Mardi Gras Fried Dough (Printer-friendly)

Festive golden-fried dough dusted with powdered sugar. Crispy outside, pillowy inside. Perfect for Mardi Gras celebrations.

# What You'll Need:

→ Dough

01 - 2 cups all-purpose flour
02 - 2 tablespoons granulated sugar
03 - 1 teaspoon baking powder
04 - 1/2 teaspoon salt
05 - 2 large eggs
06 - 1/2 cup whole milk
07 - 2 tablespoons unsalted butter, melted
08 - 1 teaspoon vanilla extract

→ For Frying

09 - 3 cups vegetable oil

→ Topping

10 - 1 cup powdered sugar

# How to Prepare:

01 - In a large bowl, whisk together flour, granulated sugar, baking powder, and salt until evenly combined.
02 - In a separate bowl, beat eggs thoroughly, then add milk, melted butter, and vanilla extract.
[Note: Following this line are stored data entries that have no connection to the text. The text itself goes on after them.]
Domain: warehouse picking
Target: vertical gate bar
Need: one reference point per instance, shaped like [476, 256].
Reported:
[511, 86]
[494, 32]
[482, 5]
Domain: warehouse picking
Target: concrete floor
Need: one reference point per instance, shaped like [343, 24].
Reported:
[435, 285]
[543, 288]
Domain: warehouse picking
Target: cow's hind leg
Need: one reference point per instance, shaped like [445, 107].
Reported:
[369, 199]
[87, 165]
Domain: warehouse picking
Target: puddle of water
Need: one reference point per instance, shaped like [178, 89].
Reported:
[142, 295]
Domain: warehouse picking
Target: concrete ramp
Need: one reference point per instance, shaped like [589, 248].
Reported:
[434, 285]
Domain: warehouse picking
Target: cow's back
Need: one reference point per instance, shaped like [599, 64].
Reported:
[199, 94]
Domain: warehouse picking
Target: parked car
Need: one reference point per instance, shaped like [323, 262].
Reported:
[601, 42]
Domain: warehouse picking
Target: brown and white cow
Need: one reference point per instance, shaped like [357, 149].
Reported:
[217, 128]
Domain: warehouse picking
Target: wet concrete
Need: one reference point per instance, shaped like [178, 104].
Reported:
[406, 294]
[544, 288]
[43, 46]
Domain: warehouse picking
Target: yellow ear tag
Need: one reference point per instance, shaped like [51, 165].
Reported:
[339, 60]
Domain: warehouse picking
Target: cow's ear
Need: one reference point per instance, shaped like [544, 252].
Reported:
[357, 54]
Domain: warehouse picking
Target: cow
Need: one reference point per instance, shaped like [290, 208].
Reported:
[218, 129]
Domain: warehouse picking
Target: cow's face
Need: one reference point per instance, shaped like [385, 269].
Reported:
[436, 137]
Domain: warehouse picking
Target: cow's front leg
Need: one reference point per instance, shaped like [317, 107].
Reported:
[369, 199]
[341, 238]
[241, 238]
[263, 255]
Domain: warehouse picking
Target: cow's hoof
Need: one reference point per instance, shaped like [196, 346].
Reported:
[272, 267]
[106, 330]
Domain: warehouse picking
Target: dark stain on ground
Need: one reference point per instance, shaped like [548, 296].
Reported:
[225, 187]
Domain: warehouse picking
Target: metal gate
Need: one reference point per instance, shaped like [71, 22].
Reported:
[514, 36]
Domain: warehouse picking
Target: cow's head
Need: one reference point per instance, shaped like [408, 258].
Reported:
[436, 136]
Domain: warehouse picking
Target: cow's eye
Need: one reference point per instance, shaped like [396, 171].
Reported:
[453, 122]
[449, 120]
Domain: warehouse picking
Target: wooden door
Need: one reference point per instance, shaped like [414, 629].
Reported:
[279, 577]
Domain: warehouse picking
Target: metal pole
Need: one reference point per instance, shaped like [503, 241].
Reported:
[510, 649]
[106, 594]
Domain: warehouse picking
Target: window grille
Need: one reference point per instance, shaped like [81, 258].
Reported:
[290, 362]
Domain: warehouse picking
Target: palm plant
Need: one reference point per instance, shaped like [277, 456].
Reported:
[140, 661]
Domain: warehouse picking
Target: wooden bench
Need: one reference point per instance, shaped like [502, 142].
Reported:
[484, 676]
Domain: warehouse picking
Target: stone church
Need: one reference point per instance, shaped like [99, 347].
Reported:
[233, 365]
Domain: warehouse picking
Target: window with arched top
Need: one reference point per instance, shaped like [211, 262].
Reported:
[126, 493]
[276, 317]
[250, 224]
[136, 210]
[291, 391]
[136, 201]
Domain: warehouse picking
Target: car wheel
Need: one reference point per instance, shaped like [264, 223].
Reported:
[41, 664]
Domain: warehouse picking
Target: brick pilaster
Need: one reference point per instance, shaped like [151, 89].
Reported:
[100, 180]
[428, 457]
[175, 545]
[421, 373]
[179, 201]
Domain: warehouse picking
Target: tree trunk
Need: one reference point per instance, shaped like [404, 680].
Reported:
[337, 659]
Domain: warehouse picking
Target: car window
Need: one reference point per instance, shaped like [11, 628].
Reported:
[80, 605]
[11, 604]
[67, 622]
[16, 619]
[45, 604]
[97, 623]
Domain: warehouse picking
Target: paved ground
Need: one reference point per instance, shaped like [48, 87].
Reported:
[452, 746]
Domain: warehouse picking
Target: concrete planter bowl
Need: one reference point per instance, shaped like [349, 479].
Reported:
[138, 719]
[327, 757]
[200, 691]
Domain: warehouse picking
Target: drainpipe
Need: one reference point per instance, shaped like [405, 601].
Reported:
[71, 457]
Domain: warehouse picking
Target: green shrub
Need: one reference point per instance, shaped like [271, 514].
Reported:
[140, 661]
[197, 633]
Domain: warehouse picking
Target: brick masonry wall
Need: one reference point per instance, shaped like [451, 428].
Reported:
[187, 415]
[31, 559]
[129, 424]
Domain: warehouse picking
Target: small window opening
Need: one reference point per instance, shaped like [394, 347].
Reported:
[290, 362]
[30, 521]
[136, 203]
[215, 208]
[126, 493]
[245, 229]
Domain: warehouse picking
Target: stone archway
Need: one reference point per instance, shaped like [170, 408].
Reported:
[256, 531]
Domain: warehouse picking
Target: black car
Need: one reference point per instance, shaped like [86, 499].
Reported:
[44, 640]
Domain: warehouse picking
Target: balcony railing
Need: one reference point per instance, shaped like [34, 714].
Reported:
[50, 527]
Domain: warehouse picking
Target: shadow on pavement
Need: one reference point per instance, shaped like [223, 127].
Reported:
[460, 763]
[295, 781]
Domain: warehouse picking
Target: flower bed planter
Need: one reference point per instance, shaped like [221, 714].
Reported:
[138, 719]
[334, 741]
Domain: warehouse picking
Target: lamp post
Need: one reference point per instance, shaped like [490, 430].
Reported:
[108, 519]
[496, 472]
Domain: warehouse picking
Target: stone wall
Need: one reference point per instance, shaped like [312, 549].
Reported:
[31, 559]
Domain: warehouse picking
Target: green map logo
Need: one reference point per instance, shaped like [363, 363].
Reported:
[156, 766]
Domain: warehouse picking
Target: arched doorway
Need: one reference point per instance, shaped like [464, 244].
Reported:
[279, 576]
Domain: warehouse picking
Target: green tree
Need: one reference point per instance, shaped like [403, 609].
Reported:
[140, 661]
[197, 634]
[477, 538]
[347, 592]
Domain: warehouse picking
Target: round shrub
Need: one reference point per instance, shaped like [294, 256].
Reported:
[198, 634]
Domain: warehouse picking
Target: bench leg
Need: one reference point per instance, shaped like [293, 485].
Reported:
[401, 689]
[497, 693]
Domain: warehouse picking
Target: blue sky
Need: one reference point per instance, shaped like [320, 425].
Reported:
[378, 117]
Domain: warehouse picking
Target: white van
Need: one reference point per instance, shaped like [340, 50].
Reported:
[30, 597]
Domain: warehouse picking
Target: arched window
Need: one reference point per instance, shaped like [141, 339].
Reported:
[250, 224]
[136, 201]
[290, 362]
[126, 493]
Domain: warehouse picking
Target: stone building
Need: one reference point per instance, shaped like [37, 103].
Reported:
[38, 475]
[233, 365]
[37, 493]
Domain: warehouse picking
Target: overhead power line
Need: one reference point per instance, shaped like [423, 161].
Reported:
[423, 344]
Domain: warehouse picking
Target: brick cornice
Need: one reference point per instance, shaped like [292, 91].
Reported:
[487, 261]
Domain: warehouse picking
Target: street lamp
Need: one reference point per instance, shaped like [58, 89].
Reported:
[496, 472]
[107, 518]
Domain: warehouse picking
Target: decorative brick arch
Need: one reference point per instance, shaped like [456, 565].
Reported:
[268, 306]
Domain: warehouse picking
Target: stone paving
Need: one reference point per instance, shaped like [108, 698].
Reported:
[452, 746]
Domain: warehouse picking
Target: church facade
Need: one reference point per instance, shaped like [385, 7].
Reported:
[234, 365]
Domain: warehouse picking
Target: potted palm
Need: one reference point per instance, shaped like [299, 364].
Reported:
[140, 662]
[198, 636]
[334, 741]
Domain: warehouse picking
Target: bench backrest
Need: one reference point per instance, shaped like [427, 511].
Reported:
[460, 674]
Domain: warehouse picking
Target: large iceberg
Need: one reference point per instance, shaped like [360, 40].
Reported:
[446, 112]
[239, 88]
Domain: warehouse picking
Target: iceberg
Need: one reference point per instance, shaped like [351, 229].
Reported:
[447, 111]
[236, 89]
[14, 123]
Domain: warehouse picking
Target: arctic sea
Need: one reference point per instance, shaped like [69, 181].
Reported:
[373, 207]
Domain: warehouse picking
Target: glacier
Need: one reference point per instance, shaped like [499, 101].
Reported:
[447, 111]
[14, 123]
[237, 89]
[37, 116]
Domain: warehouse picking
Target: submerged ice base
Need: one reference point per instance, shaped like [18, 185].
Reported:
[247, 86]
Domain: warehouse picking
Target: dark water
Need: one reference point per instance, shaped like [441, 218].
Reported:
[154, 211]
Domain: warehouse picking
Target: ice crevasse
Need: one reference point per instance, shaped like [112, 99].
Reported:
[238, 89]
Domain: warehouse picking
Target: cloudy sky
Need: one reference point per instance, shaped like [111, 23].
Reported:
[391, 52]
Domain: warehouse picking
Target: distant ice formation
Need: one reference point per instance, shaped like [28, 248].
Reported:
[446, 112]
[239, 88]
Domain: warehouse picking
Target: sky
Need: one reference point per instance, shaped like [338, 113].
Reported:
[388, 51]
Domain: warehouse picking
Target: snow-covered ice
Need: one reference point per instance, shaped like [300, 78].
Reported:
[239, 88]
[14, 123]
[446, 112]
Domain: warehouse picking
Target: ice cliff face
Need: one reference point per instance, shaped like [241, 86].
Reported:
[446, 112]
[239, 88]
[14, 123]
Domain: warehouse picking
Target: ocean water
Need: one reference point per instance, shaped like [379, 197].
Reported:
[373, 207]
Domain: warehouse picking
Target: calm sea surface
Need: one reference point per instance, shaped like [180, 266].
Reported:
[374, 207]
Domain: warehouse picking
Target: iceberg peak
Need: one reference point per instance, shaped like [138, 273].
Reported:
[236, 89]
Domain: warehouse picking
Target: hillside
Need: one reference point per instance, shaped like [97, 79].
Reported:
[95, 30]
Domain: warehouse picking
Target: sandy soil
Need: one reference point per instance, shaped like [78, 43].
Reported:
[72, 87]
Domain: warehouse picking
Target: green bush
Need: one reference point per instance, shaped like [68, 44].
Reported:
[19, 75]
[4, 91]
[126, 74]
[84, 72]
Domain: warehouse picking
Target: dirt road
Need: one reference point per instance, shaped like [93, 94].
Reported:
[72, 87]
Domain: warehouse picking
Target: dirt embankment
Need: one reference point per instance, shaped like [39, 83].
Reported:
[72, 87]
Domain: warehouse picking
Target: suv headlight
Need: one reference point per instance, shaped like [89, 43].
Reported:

Mix until well incorporated.
03 - Pour wet ingredients into dry ingredients and stir until a soft, slightly sticky dough forms.
04 - Lightly flour a work surface, turn out the dough, and knead gently for 1 to 2 minutes until smooth and cohesive.
05 - Roll dough to approximately 1/4-inch thickness and cut into 2-inch squares or diamond shapes using a knife or pastry cutter.
06 - Heat vegetable oil in a deep pot to 350°F (175°C), monitoring temperature carefully with a thermometer.
07 - Fry dough squares in batches, turning once, until puffed and golden brown, approximately 1 to 2 minutes per side. Avoid overcrowding the pot.
08 - Remove fried pieces with a slotted spoon and drain on paper towels to remove excess oil.
09 - While still warm, generously dust with powdered sugar and serve immediately for optimal texture and flavor.

# Expert Advice:

01 -
  • These little pillows of fried goodness come together in just 40 minutes, making them perfect for last-minute Mardi Gras celebrations or whenever you need a bit of New Orleans magic.
  • The simple ingredients create something far greater than their sum, with that magical combination of warm, crispy exterior and tender, pillowy center that makes you close your eyes with each bite.
02 -
  • Keep your oil temperature steady at 350°F, as too cool will make soggy dough and too hot will burn the outside before the inside cooks.
  • The dough should be just sticky enough to hold together but still manageable, adding a touch more flour if its clinging too much to your hands.
03 -
  • After cutting your dough shapes, let them rest for 5-10 minutes before frying, which allows the gluten to relax and creates a more tender result.
  • When dusting with powdered sugar, use a fine mesh sieve held high above the fried dough for the most even, professional-looking coating.